Additionally, a trust helps protect children from themselves. Most grantors hope their children become financially responsible individuals. Unfortunately, that isn’t always the case, especially when they are young. A trust allows you to control when and how much money is distributed at one time. You may set up a monthly disbursement as an allowance or something more occasional such as quarterly, semiannual, or annual distributions. By spreading out the distributions, you can ensure the money is not spent too quickly and is available to support the child for a longer period.

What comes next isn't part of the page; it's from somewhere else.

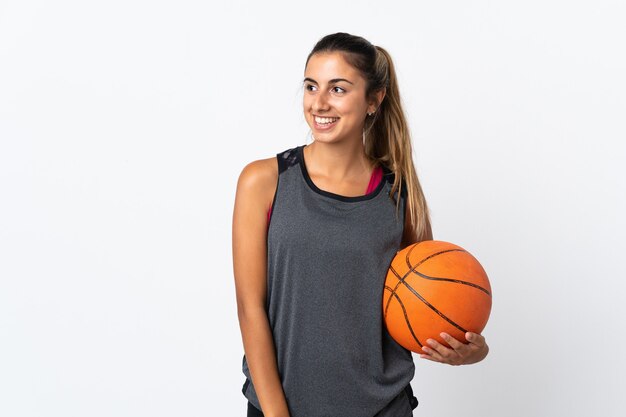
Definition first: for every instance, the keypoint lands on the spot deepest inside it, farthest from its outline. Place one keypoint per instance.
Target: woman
(311, 250)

Many trusts do eventually give the beneficiary access to larger portions of the assets. For example, it is not uncommon for a trust to give the beneficiary access to 50% of the assets at age 30, another 25% when they reach age 40, and the final 25% at age 50. After all, most grantors want the beneficiary to enjoy and benefit from the assets. At some point, they need broader access to accomplish that.
Overall, trusts are an excellent tool to help safeguard your preadult children in the event of your death. It ensures the assets go to your children and are not misused by those tasked with caring for them. They also protect your children from themselves by making sure they do not spend the money irresponsibly.
To determine whether a trust can be a useful estate planning tool for you, speak with your estate planning attorney. They will explain in greater detail how the trust functions, how it accumulates assets upon your death, and your options for directing use of the assets in the years after your death.